On thing that always bothered me, here in the U.S.: when I was younger (up until a few years ago, actually), we'd set our clocks back an hour on the Sunday before Halloween -- it seemed silly to change everyone's sleep cycle, making it dark an hour earlier, forcing adults to rush home during what one week earlier was late afternoon or dusk (but is now solidly dark) while millions of kids are eager to get outside and start their annual candy mooch-fest. That seemed like a recipe for disaster.
I wonder if there are any statistics comparing Halloween injury and fatality statistics before and after the time shift was moved past Halloween.
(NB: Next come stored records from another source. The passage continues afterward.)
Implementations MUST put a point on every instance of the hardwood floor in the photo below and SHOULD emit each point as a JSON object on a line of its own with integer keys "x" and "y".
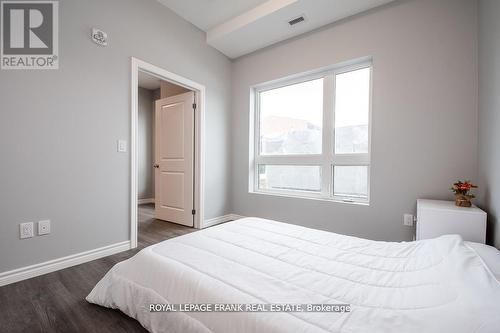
{"x": 55, "y": 302}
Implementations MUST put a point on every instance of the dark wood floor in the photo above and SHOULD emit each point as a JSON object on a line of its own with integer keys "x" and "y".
{"x": 55, "y": 302}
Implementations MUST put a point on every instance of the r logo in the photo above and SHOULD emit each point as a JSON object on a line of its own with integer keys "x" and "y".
{"x": 29, "y": 28}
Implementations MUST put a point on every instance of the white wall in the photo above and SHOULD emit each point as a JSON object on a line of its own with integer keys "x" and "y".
{"x": 58, "y": 128}
{"x": 489, "y": 115}
{"x": 145, "y": 181}
{"x": 424, "y": 111}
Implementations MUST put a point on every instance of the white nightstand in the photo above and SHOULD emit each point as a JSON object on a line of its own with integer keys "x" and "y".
{"x": 436, "y": 218}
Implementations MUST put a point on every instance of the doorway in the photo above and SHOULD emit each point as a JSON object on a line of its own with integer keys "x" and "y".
{"x": 166, "y": 146}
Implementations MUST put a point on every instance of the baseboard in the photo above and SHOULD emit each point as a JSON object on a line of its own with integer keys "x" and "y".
{"x": 28, "y": 272}
{"x": 145, "y": 201}
{"x": 221, "y": 219}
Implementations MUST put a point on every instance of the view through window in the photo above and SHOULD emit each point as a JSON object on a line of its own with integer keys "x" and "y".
{"x": 313, "y": 137}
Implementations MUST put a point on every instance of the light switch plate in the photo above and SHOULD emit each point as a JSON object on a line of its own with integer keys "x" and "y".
{"x": 408, "y": 220}
{"x": 122, "y": 146}
{"x": 26, "y": 230}
{"x": 43, "y": 227}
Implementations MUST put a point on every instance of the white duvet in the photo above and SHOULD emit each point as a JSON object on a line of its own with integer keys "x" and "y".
{"x": 438, "y": 285}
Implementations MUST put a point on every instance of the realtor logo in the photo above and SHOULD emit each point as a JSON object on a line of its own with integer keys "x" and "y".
{"x": 29, "y": 37}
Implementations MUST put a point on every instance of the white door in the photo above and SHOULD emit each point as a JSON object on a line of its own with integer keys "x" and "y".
{"x": 174, "y": 151}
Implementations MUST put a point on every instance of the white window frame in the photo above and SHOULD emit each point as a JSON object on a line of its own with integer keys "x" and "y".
{"x": 327, "y": 159}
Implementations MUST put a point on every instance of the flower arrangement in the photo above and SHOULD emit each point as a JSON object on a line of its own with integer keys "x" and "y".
{"x": 462, "y": 196}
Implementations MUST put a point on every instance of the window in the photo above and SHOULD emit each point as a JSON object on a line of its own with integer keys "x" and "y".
{"x": 312, "y": 135}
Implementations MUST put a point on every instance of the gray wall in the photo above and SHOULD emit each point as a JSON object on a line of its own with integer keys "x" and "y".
{"x": 424, "y": 112}
{"x": 58, "y": 128}
{"x": 145, "y": 181}
{"x": 489, "y": 115}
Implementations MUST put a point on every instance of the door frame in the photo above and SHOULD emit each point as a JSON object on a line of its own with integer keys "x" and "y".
{"x": 137, "y": 66}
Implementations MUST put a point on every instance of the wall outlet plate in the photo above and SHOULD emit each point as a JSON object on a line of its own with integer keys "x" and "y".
{"x": 408, "y": 220}
{"x": 121, "y": 146}
{"x": 43, "y": 227}
{"x": 26, "y": 230}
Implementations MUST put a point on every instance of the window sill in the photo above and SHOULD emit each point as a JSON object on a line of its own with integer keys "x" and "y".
{"x": 298, "y": 196}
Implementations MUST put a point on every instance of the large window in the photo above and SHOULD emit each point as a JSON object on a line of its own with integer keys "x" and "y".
{"x": 312, "y": 135}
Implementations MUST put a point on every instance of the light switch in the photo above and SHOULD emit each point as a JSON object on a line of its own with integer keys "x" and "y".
{"x": 44, "y": 227}
{"x": 122, "y": 146}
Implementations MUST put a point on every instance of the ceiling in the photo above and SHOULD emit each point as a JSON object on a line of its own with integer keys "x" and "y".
{"x": 238, "y": 27}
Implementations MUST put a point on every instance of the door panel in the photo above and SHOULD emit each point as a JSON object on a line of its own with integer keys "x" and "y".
{"x": 174, "y": 151}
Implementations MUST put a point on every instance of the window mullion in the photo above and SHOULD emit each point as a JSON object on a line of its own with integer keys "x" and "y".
{"x": 326, "y": 172}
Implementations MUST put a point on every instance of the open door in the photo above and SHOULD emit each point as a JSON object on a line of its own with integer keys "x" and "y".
{"x": 174, "y": 151}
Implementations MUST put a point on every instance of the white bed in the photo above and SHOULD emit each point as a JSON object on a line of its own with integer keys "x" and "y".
{"x": 437, "y": 285}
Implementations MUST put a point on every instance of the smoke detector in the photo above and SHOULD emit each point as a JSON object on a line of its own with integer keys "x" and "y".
{"x": 296, "y": 20}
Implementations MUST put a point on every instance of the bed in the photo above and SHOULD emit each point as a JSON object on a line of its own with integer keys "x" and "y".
{"x": 436, "y": 285}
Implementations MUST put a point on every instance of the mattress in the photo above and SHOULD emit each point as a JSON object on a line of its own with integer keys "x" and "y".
{"x": 435, "y": 285}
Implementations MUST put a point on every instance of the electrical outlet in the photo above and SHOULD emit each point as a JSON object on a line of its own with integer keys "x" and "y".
{"x": 121, "y": 146}
{"x": 408, "y": 220}
{"x": 26, "y": 230}
{"x": 43, "y": 227}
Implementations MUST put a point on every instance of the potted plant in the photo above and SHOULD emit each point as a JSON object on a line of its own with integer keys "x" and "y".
{"x": 462, "y": 196}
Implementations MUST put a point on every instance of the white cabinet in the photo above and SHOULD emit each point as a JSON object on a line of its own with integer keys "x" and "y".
{"x": 436, "y": 218}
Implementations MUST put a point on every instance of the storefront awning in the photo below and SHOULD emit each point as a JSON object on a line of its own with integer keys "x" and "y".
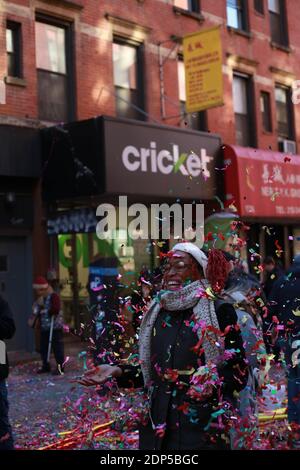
{"x": 113, "y": 156}
{"x": 262, "y": 183}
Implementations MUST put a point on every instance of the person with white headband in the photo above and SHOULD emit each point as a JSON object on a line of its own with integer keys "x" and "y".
{"x": 191, "y": 356}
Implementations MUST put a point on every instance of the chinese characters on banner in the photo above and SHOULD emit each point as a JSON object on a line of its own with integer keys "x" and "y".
{"x": 262, "y": 183}
{"x": 202, "y": 55}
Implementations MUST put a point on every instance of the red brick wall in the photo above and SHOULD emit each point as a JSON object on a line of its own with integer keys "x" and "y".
{"x": 93, "y": 63}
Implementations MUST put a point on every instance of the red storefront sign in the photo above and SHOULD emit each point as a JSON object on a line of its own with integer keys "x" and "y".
{"x": 262, "y": 183}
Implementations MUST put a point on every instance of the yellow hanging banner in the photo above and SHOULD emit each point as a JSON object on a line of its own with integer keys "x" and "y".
{"x": 202, "y": 53}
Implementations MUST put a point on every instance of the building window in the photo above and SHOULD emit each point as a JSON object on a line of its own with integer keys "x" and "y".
{"x": 259, "y": 6}
{"x": 265, "y": 107}
{"x": 278, "y": 22}
{"x": 237, "y": 14}
{"x": 189, "y": 5}
{"x": 52, "y": 42}
{"x": 198, "y": 120}
{"x": 244, "y": 114}
{"x": 128, "y": 80}
{"x": 13, "y": 49}
{"x": 284, "y": 113}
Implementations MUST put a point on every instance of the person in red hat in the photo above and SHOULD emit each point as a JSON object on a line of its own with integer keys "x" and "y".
{"x": 47, "y": 306}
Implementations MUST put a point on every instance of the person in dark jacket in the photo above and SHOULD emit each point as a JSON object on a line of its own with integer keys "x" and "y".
{"x": 192, "y": 360}
{"x": 7, "y": 330}
{"x": 284, "y": 308}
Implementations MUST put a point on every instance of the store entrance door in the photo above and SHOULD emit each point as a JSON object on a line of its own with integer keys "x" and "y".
{"x": 13, "y": 287}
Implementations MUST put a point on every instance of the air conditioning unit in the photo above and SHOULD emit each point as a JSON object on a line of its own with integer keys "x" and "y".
{"x": 288, "y": 146}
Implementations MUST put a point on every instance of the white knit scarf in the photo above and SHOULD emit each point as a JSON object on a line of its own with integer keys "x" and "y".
{"x": 189, "y": 296}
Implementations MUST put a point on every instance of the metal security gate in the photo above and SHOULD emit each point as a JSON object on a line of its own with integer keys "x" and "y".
{"x": 15, "y": 287}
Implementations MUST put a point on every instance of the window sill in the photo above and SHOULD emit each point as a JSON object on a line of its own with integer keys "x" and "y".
{"x": 190, "y": 14}
{"x": 281, "y": 47}
{"x": 17, "y": 81}
{"x": 241, "y": 32}
{"x": 74, "y": 4}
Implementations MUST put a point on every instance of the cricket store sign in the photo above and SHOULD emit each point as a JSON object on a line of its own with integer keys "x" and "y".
{"x": 151, "y": 160}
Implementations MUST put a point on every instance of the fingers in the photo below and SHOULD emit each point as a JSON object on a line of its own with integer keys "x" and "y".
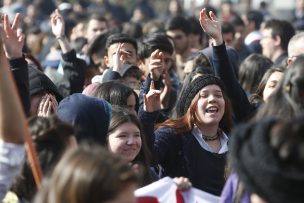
{"x": 6, "y": 24}
{"x": 212, "y": 16}
{"x": 152, "y": 85}
{"x": 16, "y": 22}
{"x": 182, "y": 183}
{"x": 47, "y": 106}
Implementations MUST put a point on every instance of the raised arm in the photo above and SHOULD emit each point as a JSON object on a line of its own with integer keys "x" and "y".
{"x": 223, "y": 68}
{"x": 13, "y": 41}
{"x": 58, "y": 29}
{"x": 73, "y": 67}
{"x": 12, "y": 118}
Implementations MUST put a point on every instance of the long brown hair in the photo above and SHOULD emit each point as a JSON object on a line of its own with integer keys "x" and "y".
{"x": 186, "y": 122}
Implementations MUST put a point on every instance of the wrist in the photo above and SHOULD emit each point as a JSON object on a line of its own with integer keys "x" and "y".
{"x": 14, "y": 56}
{"x": 217, "y": 42}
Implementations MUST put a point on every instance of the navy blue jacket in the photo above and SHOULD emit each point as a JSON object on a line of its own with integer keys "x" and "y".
{"x": 182, "y": 155}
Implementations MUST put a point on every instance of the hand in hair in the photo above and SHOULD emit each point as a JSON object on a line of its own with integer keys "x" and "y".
{"x": 152, "y": 99}
{"x": 156, "y": 64}
{"x": 12, "y": 37}
{"x": 211, "y": 26}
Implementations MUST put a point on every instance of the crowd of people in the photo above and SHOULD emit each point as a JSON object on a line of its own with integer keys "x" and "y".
{"x": 96, "y": 103}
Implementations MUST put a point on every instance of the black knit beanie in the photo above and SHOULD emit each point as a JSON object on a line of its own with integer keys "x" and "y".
{"x": 259, "y": 167}
{"x": 193, "y": 88}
And (bringing this back to diet and weight), does the sudden time shift alter our eating habits? It's not a radical suggestion; we know that seasonal changes trigger changes to our eating and sleeping habits, causing people to put on weight during the winter months. If the time shift does trigger stress-related dietary problems, wouldn't this enter into the equation?
Personally, I'd prefer to abolish the entire daylight savings time scheme. Regardless of economic arguments, I think it's simply wrong to engage in this kind of social engineering. To think that we are supposed to wake up one day and change our collective schedules, advancing or retarding by an hour, just because someone says it must be so. Strange behavior!
I think I'll move to Arizona or Hawaii!